1. To our knowledge, the desert beetles have been extensively studied in biomimetic field, especially their water collection ability reported widely (Nature 2001, 414, 33; Frontiers in Zoology 2010, 7, 23; ACS Nano, 2017, 11, 760; Nano Lett. 2006, 6, 1213; Bioinspir. Biomim. 2014, 9, 031002; J. Bionic Eng. 2009, 6, 63). However, the authors only simply introduced few reports and discussed the mechanism for water collection originated from surface structures. Compared to those mentioned studies which elucidate the relation between the wettability and the beetle surface structures for guiding the bioinspired fabrication of functional structures and devices, what is the breakthrough of this study? I strongly suggest that the authors should summarize and compare the advances on the wettability of desert beetles systematically to highlight the novelty of this study in the Introduction.
2. This study only explored the structure-mediated wettability of the beetles in nature reported everywhere, which is not mentioned the biomimetic structure and performance from these beetles. As for the focus of this journal Biomimetics on biomimicry and bionics, this seems to be far from journal standard. Thus, the biomimetic experimental results should be given to verify the discovery from other beetles.
3. In the Materials and Method section, the authors referred to “there are clear differences in atmospheric relative moisture between both sampling sites”. It is easy to measure or obtain the atmospheric relative moisture at both sampling sites.

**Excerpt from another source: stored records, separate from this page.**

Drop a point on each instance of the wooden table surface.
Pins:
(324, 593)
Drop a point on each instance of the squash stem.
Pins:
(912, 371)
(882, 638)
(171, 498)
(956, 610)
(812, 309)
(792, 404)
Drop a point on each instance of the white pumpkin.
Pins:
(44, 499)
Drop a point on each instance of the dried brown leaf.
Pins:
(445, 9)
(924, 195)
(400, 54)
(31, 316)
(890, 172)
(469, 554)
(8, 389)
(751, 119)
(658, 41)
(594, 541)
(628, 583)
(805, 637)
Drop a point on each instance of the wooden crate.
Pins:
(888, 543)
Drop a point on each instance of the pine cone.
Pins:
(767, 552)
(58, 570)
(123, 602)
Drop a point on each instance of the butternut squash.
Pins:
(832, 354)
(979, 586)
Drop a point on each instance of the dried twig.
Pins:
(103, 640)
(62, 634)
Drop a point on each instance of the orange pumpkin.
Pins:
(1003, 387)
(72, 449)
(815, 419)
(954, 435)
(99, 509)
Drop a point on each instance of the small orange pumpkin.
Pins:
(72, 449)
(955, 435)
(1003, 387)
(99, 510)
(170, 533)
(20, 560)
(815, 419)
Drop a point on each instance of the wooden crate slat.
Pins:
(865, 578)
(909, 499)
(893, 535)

To better get know of the difference more intuitively by other researchers, the authors must provide the specific value of atmospheric relative moisture at sampling sites like the value of annual rainfall provided. In addition, the authors used a voltage between 15 and 20 kV for the SEM characterization of all samples. Did this voltage damage the biological surface because 5 kV is usually used?
4. The authors captured more specimens for observation and characterization. But when calculating the polygon density on the beetle external surface, the polygon areas are only calculated. What is the number of polygons per unit area? How much sample number to use for calculation? Does the sample number influence the polygon density?
5. This manuscript stated that the elytra of the studied American species display similar geometrical traits as an African beetle species (from the Namibian Desert) known for water harvesting capabilities. By checking the reported Namibian beetle, we found the bumps/protuberances on the external surface have different sizes for both beetles. So, the description seems to be improper.
6. The authors only studied the structure and wettability of the beetles by means of scanning electron microscopy experiments and contact angle measurements. But for the beetles, the water harvesting capability is crucial to explain the structure and wettability differences the authors found because these structures and functions were evolved to adapt to their living environment.

Author Response

We have carefully read the reviewers´ suggestions. We have modified the manuscript accordingly. The revisions are highlighted in red in the new manuscript. We thank the reviewer for the insightful comments.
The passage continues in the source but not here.